A root canal was performed on Military Working Dog Karlo, an 80-pound Belgian Malinois assigned to the 436th Security Forces Squadron, because of an incident that occurred during a training demonstration one day prior.
The incident left him with a broken tooth and an exposed pulp cavity.
Lt. Col. Aaron Krance, the Dental Operations flight commander, said exposure to bacteria in the outside environment would have caused the pulp, which contains blood vessels and nerves, to die.
“There’s only two things that you can do with a dead pulp, and that’s either do a root canal therapy or extract the tooth,” Krance said.
He said the reason root canal therapy is performed on the canine teeth of dogs is because they are so large.

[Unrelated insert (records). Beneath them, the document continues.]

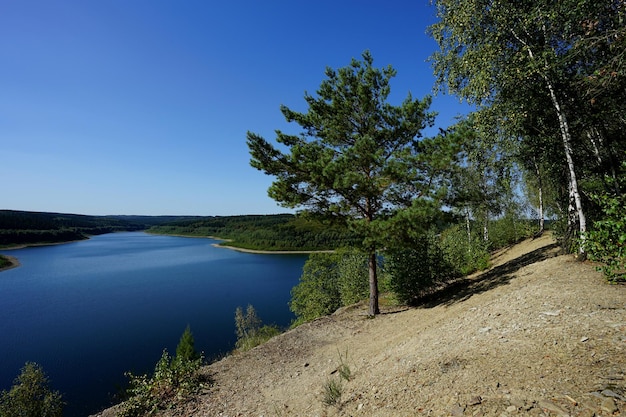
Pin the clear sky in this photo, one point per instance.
(142, 106)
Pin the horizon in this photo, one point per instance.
(143, 107)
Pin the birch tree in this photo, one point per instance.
(492, 50)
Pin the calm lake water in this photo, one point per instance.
(89, 311)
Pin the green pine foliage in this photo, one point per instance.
(31, 395)
(186, 350)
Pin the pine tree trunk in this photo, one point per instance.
(373, 308)
(469, 229)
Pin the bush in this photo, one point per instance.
(31, 396)
(328, 282)
(464, 255)
(418, 268)
(250, 332)
(174, 381)
(606, 242)
(186, 347)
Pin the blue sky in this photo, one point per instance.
(142, 106)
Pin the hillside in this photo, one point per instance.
(538, 334)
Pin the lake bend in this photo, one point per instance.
(91, 310)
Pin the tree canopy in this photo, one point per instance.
(357, 159)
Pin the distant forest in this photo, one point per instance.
(278, 232)
(25, 227)
(284, 232)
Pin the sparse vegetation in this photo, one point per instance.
(174, 381)
(31, 395)
(250, 331)
(606, 241)
(333, 389)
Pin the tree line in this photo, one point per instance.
(274, 232)
(547, 136)
(26, 227)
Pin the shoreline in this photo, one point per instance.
(271, 252)
(244, 250)
(13, 263)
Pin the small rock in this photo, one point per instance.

“It’s almost shaped like a banana. It sticks up so far, but then it curves down and goes back along the jawbone,” Krance said. “It’s really well anchored in there, so to try and just extract the tooth can be very traumatic for the dog, and you may have to remove a lot of bone, so it’s not a great option.”
A much bigger tooth calls for much larger instrumentation.

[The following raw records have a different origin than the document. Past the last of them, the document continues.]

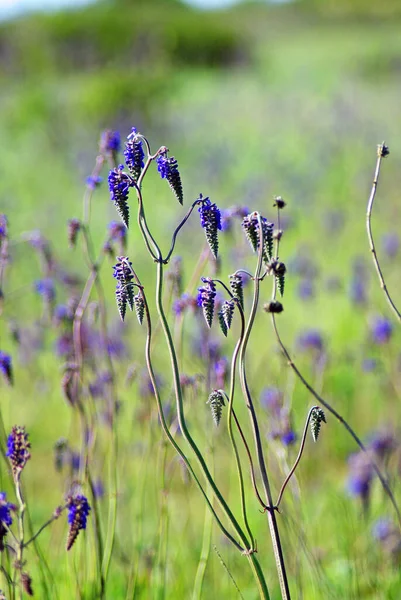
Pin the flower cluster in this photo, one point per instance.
(18, 449)
(216, 403)
(6, 367)
(168, 169)
(73, 227)
(125, 285)
(206, 299)
(210, 218)
(78, 511)
(119, 185)
(250, 225)
(134, 154)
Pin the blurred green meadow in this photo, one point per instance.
(255, 101)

Prior to the procedure, X-rays were taken, and it was determined that a 67 millimeter file would be used on Karlo versus a 25 millimeter human-sized one.
Krance and his dental team performed the root canal with the help of Army Capt. Kristen Borsella, Dover Branch Veterinary Services chief, and her team, who sedated Karlo and helped maintain him throughout the procedure.
Krance explained that Karlo was put under similar to how a human would be under for general anesthesia so that he would have unlimited access to safely conduct the root canal.
Staff Sgt. David Bischoff, 436th SFS MWD handler and Karlo’s former handler, was also present to help keep Karlo at ease.
“During the procedure I was by Karlo’s side to ensure he didn’t wake up during the operation and that he didn’t stress out and cause harm to himself or others,” Bischoff said.
Despite having to clean and shape the entire pulp chamber by hand, Krance said the two-hour long session went smoothly.
Instead of a crown, a silver filling was put on Karlo’s tooth that will act as a long-term effective seal, and a definitive restoration for his tooth.
Krance said the procedure was extremely rewarding because it’s something outside the normal scope of care that his team does in day-to-day dentistry.
“It was a great team effort, it really was. The vets are awesome,” he said. “It’s nice to work joint with the Army and take care of the working dogs.”
Should another MWD require a root canal in the future, Krance said he is excited to expose the procedure to other dentists within the flight.
In the meantime, Karlo is back to full service and can continue to do his job with the same bite force as before.